The graphic above is a way of visualizing Torvik’s current projections for next year against the high school prospect ratings of each roster in the Big Ten. The diamond mark at the top of each vertical line is the average high-school rating (via 247’s composite system) for the top 10 players on each roster next year (as of 6/21/23). The circle mark on the bottom of each vertical line is the median of those ratings.
These vertical team lines are plotted along an X-Axis representing Torvik’s 2024 projections (his BARTHAG power metric rating). So teams further to the right are projected to be stronger than teams to the left, and higher vertical lines represent a greater talent level than lower lines (based on HS ratings). And lastly, the lengthier lines represent a greater disparity between the average and the median of talent on those teams than the shorter lines.
Keep in mind, these high school ratings are 5+ years old on some players, but I think this is a decent way of trying to visualize what sort of talent each team has going into next season.
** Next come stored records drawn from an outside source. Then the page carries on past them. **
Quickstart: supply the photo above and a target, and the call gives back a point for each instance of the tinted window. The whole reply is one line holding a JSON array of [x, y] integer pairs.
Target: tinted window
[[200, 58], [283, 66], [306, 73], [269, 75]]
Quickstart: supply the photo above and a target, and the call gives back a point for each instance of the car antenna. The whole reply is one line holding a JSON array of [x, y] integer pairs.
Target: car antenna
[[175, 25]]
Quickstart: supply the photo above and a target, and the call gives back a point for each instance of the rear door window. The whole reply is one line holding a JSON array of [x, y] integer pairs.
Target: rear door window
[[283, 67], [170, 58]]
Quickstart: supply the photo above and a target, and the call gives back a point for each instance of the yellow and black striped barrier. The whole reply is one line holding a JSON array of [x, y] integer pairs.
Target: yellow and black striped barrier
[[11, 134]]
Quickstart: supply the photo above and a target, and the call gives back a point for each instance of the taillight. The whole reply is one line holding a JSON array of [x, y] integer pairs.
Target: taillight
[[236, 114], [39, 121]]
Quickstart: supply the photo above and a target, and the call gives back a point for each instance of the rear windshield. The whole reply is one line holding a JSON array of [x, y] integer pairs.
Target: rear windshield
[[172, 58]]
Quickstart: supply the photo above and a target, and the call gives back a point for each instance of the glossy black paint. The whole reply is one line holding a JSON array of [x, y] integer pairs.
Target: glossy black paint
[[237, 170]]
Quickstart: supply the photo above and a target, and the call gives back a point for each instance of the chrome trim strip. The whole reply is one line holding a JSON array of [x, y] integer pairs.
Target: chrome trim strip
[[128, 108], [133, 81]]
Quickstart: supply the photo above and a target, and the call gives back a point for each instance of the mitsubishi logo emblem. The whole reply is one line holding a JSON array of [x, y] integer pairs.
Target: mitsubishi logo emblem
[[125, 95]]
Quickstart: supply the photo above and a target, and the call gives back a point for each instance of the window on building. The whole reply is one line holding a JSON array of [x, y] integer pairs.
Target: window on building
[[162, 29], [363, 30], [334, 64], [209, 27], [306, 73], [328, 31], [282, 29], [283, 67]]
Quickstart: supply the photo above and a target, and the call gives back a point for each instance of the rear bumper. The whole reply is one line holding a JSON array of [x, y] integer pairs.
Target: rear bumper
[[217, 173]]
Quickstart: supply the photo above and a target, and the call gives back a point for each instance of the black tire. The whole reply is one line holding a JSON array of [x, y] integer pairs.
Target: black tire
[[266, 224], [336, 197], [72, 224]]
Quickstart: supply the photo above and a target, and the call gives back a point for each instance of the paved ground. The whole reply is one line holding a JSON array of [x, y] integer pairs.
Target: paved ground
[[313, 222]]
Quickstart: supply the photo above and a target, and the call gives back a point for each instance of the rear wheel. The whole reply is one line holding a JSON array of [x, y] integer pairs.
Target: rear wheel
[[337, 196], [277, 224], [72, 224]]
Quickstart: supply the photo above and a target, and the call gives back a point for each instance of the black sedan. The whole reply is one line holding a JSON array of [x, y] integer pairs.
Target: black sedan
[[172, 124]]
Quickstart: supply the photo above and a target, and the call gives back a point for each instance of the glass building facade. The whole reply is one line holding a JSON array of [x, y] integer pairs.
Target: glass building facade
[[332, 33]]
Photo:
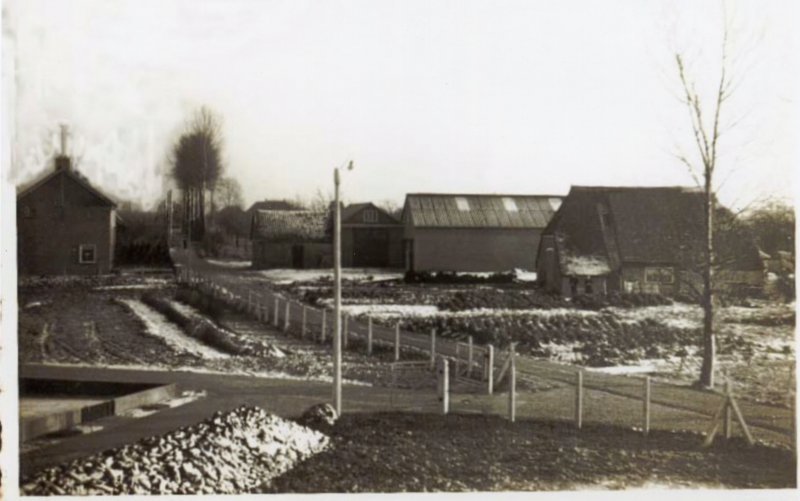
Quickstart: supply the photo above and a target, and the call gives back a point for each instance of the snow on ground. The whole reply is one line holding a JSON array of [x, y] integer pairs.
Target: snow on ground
[[288, 276], [157, 324], [230, 264]]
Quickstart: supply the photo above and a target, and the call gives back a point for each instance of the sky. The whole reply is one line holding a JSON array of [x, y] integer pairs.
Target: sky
[[452, 96]]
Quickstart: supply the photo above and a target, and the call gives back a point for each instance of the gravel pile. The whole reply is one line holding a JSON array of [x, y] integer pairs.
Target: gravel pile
[[229, 453]]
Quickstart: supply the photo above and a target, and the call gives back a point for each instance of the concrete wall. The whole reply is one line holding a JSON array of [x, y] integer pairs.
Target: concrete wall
[[53, 222], [446, 249]]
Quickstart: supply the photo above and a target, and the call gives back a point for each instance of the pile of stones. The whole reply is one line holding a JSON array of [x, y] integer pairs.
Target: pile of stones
[[229, 453]]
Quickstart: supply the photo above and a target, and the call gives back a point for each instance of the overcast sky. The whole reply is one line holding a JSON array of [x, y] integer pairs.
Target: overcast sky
[[524, 97]]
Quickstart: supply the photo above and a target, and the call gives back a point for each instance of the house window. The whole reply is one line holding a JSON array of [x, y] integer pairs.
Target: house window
[[510, 204], [659, 275], [87, 254], [370, 216]]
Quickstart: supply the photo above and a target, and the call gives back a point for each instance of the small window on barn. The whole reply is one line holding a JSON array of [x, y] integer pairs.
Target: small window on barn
[[370, 216], [88, 254], [660, 275]]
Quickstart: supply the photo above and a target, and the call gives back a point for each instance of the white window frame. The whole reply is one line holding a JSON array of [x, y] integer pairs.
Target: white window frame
[[370, 216], [94, 253]]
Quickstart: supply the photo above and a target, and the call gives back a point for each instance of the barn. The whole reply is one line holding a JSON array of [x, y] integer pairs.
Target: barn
[[65, 226], [371, 237], [297, 239], [474, 233], [639, 239]]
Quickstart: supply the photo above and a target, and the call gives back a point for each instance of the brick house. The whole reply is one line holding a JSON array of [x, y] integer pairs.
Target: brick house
[[65, 226], [371, 237], [474, 233], [297, 239], [636, 239]]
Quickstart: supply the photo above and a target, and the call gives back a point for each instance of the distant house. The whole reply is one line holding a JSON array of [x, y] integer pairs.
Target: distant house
[[475, 233], [292, 239], [65, 226], [371, 237], [636, 239]]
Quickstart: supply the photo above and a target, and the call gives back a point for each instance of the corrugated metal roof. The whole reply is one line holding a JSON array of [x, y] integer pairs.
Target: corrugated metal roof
[[295, 225], [484, 211]]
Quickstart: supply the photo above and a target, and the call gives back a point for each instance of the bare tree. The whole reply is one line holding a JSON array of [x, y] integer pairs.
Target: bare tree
[[196, 160]]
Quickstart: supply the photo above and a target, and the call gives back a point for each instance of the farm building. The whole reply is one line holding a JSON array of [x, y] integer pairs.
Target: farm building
[[65, 226], [371, 238], [636, 239], [474, 233], [292, 239]]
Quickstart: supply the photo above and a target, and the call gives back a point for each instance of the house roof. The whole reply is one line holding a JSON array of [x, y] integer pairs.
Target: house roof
[[430, 210], [29, 188], [294, 225], [599, 228], [272, 205]]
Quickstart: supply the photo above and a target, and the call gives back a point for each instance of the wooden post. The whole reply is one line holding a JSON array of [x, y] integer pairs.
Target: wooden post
[[433, 349], [646, 427], [443, 378], [469, 357], [303, 328], [512, 387], [322, 330], [397, 342], [369, 335], [727, 422], [345, 331], [490, 369], [579, 401]]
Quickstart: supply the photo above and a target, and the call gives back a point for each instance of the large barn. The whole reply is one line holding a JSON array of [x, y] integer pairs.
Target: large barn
[[65, 226], [474, 233], [371, 237], [635, 239], [298, 239]]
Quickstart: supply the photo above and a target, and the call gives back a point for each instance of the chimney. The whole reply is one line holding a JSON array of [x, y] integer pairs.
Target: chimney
[[63, 162]]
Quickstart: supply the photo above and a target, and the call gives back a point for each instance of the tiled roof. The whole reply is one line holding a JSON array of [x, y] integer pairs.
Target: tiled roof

There are other studies out there about how well those high school ratings pan out, but that’s a separate discussion.
As far as Penn State is concerned on this breakout, you’ll note their far-left position on the chart reflects the low projection by Torvik’s system. However, the talent they have assembled would suggest they should probably be positioned quite a bit further to the right on the graphic. This level of talent would suggest they belong in that group of Rutgers, Nebraska, and Iowa, at least in terms of their fit on the trend line.
The Ceiling Is The Roof?
This supports the idea that some guys on this year’s roster have underperformed in their college careers to this point. The topic I want to touch on in my next and final “forecasting” piece this summer will look at some of those guys, both for PSU and elsewhere. Specifically, I want to focus on recent examples of highly-rated players who didn’t pan out at Blue Blood programs and transferred elsewhere.
What I’m driving at here is that while I think it’s logical to project Penn State finishing in the basement of the league next season, there may be tell-tale signs that this team’s ceiling is significantly higher. Now whether they can come anywhere near that ceiling is a completely different story.